Usually the jobserver github repository will be cloned on a development machine and deployed to the production machines via ssh. ( This is done automatically using the server_deploy.shmentioned above ).

After successfully starting the jobserver one can start triggering spark jobs in 2 steps exemplified below from the official documentation:

WordCountExample walk-through

Package Jar - Send to Server

First, to package the test jar containing the WordCountExample: sbt job-server-tests/package. Then go ahead and start the job server using the instructions above.

Let's upload the jar:

curl -X POST localhost:8090/binaries/test -H "Content-Type: application/java-archive" --data-binary @job-server-tests/target/scala-2.10/job-server-tests-$VER.jar
OK⏎

Ad-hoc Mode - Single, Unrelated Jobs (Transient Context)

The above jar is uploaded as app test. Next, let's start an ad-hoc word count job, meaning that the job server will create its own SparkContext, and return a job ID for subsequent querying:

curl -d "input.string = a b c a b see" "localhost:8090/jobs?appName=test&classPath=spark.jobserver.WordCountExample"
{
"duration": "Job not done yet",
"classPath": "spark.jobserver.WordCountExample",
"startTime": "2016-06-19T16:27:12.196+05:30",
"context": "b7ea0eb5-spark.jobserver.WordCountExample",
"status": "STARTED",
"jobId": "5453779a-f004-45fc-a11d-a39dae0f9bf4"
}⏎

NOTE: If you want to feed in a text file config and POST using curl, you want the --data-binary option, otherwise curl will munge your line separator chars. Like:

curl --data-binary @my-job-config.json "localhost:8090/jobs?appNam=..."
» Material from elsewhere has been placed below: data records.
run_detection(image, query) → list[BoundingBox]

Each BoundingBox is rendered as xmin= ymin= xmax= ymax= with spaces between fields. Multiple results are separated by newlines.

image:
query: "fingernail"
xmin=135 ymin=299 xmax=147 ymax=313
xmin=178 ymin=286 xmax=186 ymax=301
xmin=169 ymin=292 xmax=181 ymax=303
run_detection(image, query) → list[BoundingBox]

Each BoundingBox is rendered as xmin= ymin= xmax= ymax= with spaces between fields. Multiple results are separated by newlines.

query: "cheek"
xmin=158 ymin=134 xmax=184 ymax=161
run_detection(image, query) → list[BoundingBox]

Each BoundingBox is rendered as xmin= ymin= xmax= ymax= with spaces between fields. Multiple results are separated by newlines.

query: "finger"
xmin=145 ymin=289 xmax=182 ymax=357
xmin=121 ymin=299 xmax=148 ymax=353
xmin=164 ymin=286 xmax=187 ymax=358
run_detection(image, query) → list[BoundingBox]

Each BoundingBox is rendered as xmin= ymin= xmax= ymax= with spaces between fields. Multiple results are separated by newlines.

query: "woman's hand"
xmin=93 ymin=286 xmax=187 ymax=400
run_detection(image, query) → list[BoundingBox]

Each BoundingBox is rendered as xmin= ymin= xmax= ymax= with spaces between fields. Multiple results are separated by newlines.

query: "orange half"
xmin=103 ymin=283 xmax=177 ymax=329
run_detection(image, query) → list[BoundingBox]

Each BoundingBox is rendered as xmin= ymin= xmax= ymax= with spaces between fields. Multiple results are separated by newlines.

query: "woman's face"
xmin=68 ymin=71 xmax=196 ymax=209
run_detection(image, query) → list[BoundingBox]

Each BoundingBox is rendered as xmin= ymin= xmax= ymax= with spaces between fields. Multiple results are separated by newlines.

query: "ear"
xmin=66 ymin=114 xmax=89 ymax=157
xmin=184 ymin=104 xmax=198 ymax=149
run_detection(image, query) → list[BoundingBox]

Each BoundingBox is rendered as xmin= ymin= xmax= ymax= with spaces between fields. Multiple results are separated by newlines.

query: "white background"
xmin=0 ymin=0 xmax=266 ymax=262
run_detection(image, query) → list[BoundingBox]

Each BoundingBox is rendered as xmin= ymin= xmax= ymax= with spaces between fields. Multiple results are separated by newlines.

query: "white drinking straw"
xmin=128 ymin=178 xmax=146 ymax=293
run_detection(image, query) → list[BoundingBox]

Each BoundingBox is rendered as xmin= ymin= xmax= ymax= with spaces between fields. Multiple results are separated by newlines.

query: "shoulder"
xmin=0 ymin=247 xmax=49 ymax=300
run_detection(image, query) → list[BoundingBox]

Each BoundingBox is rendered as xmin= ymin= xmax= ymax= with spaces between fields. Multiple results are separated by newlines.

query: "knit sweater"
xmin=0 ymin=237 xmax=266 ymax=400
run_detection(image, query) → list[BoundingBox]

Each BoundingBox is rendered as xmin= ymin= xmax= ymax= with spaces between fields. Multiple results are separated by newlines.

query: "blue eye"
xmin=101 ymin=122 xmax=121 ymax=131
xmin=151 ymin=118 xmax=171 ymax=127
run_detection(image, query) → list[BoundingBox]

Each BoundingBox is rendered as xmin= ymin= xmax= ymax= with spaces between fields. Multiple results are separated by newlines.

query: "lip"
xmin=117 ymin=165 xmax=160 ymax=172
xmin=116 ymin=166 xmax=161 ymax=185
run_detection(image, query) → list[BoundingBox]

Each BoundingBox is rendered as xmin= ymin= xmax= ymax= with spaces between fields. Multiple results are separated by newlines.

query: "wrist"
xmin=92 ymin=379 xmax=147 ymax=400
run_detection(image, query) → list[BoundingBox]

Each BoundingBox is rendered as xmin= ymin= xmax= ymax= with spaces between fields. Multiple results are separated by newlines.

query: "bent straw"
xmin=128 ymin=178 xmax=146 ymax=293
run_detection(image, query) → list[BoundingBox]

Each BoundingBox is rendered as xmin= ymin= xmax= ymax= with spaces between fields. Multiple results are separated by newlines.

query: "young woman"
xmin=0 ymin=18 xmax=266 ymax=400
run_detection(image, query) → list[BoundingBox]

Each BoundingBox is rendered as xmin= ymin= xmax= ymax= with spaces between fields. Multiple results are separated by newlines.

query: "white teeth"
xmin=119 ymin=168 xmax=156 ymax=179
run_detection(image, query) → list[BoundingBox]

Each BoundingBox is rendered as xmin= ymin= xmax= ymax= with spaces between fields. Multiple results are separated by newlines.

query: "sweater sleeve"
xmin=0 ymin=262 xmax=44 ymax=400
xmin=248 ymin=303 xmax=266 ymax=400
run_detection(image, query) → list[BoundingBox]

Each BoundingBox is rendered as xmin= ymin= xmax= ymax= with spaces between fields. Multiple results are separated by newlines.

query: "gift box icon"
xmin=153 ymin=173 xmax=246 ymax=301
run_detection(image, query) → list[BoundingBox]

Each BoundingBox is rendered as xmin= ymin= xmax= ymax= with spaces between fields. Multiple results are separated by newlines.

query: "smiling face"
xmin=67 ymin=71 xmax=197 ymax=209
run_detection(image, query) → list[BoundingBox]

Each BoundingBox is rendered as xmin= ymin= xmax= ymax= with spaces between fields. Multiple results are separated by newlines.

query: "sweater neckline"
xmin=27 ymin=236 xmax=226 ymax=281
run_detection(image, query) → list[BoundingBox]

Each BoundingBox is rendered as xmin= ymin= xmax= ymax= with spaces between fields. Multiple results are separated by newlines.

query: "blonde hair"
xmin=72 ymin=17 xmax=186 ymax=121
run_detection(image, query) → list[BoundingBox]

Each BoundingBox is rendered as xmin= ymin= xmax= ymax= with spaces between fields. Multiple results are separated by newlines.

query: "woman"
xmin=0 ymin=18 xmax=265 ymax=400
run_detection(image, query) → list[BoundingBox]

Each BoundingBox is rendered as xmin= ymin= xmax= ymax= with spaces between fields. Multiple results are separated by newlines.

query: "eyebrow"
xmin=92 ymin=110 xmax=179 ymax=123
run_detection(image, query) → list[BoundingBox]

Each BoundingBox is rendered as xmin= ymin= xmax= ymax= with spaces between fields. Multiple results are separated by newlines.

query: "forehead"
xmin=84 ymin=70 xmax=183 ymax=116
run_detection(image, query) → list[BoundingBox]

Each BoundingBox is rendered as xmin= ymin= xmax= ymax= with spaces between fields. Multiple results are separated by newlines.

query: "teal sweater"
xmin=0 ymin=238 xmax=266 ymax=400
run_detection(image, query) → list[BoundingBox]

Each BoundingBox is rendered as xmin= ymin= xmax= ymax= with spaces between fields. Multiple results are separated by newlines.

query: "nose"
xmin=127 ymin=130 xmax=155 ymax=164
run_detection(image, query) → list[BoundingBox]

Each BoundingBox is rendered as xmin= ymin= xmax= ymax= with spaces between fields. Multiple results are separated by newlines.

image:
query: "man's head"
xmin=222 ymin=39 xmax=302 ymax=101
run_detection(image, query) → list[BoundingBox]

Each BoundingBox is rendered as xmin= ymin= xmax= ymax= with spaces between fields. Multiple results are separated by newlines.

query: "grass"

Please pay attention to the fact that in the latest version you might stumble upon the following issue with Adhoc contexts: for Java jobs you first have to create a context and only then you can submit a job. Otherwise you will get an error. ( you can track the progress here )

For creating a context use the following command:

curl -d "" 'localhost:8090/contexts/jcontext?context-factory=spark.jobserver.context.JavaSparkContextFactory'